Coronavirus destroyed the job market in every state

By Nigel Chiwaya and Jiachuan Wu

The coronavirus outbreak made America’s job market go from 60 to zero in the blink of an eye.

Stay-at-home orders issued by states to stem the spread of the virus have frozen the economy. More than 16 million Americans have filed for initial unemployment benefits since mid-March, a burst that economists say is unprecedented.

“I compare it to a natural disaster, a terrorist attack and a financial shock all at once,” said Gregory Daco, chief U.S. economist at Oxford Economics. “We’ve never had this in history.”

California was the first state to issue a stay-at-home order and has seen the greatest number of job losses. In a state with an estimated labor force of 19.5 million, 2.2 million Californians have filed unemployment applications since March 14.

But the torrent of claims is coming from everywhere. Twenty-one states and territories have seen more than one-in-10 eligible workers file for claims in the last month. Hawaii, Michigan, Rhode Island and Pennsylvania have seen the largest percentage of cuts, with 1-in-6 workers in each of those states losing their jobs.

Comparing the weekly claims reported by the Department of Labor to the same period a year ago shows that while job losses have hit every state and territory, the damage has been unique to each region.

In Massachusetts, Maryland  and Michigan, the virus was like a brick wall, putting a stop to more than a year of job growth. While in Texas and Puerto Rico, economies that Daco said were struggling from falling oil prices and the long recovery from Hurricane Maria and two earthquakes, respectively, the viral shutdowns have made things even worse.

While the week of March 21 is when unemployment claims spiked nationwide, most regions saw increases earlier, with Nevada, Texas and Washington, D.C., seeing the biggest changes  the week before, beginning March 14.

Experts warn the job losses will likely get worse.
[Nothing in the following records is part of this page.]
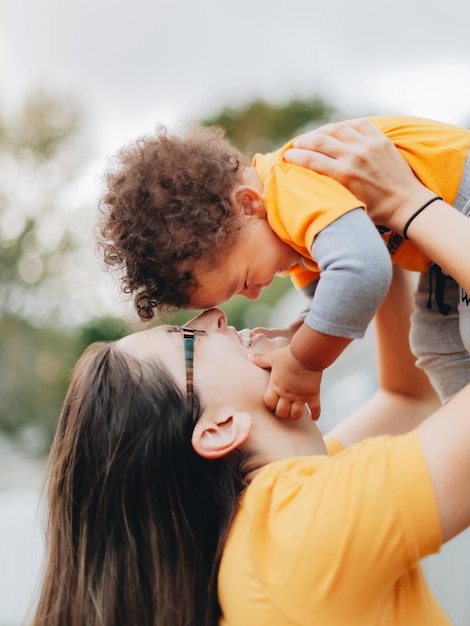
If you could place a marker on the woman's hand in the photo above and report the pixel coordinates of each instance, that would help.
(360, 157)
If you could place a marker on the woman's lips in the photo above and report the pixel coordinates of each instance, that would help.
(245, 337)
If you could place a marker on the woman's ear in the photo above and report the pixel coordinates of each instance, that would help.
(214, 437)
(248, 201)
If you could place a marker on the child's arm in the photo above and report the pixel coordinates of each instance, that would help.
(405, 396)
(356, 273)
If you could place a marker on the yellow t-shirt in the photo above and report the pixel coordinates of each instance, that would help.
(335, 541)
(301, 203)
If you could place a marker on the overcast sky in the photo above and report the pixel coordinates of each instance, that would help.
(135, 63)
(138, 62)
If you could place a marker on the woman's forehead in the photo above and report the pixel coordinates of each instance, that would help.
(155, 342)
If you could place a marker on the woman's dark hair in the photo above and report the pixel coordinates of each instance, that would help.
(137, 520)
(167, 206)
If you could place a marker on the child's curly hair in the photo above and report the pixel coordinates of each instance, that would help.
(166, 206)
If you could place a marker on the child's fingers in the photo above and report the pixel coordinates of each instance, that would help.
(315, 408)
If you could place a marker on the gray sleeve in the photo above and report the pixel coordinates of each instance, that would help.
(356, 271)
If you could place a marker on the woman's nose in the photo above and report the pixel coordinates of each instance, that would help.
(212, 319)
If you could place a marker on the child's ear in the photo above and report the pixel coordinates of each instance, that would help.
(214, 437)
(248, 201)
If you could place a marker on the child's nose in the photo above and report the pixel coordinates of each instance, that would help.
(212, 319)
(253, 292)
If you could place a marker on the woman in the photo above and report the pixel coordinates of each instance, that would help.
(179, 501)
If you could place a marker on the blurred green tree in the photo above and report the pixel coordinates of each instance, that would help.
(261, 127)
(42, 151)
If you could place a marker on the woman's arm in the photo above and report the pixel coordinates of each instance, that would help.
(360, 157)
(405, 396)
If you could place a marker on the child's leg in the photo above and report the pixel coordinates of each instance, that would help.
(435, 338)
(440, 342)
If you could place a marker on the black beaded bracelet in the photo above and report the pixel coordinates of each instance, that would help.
(416, 213)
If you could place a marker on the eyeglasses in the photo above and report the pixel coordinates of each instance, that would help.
(188, 343)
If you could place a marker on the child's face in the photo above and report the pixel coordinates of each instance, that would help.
(249, 266)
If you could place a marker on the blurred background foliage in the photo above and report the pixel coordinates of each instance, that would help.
(44, 151)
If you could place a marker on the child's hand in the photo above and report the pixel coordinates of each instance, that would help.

Oxford Economics forecasts that the unemployment rate will rise to 16 percent by May, and Daco noted that several states, including Maine, Nevada, Vermont and Florida, are more vulnerable to severe economic shock because of a combination of factors, including older populations, a large reliance on retail or hospitality, or limited work-from-home possibilities.

America’s stunning unemployment surge during coronavirus, visualized

Diane Swonk, chief economist at the auditing firm Grant Thornton, said many laid-off workers have yet to file for benefits simply because state unemployment portals were not built for the wave of traffic they are now receiving.

“As bad as this is, it’s still an undercount.” Swonk said.

In addition, Swonk noted that cash-strapped states are likely to cut back on public services without federal aid. Already experts are warning that several states won’t have enough money to pay all of the new unemployment claims, and a Labor Department report from February found that unemployment trust funds were underfunded in nearly half of the states.

“States are much more limited in the amount they can fund via deficit funding,” Swonk said. “That means cuts to essential services including garbage pickup.”

Such cuts hampered the recovery from the 2008 financial crisis, and they might be unavoidable without federal assistance.

“Congress has to get transfers to the states,” Swonk said. “We’re going to have them working in the opposite direction if we don’t get them aid.”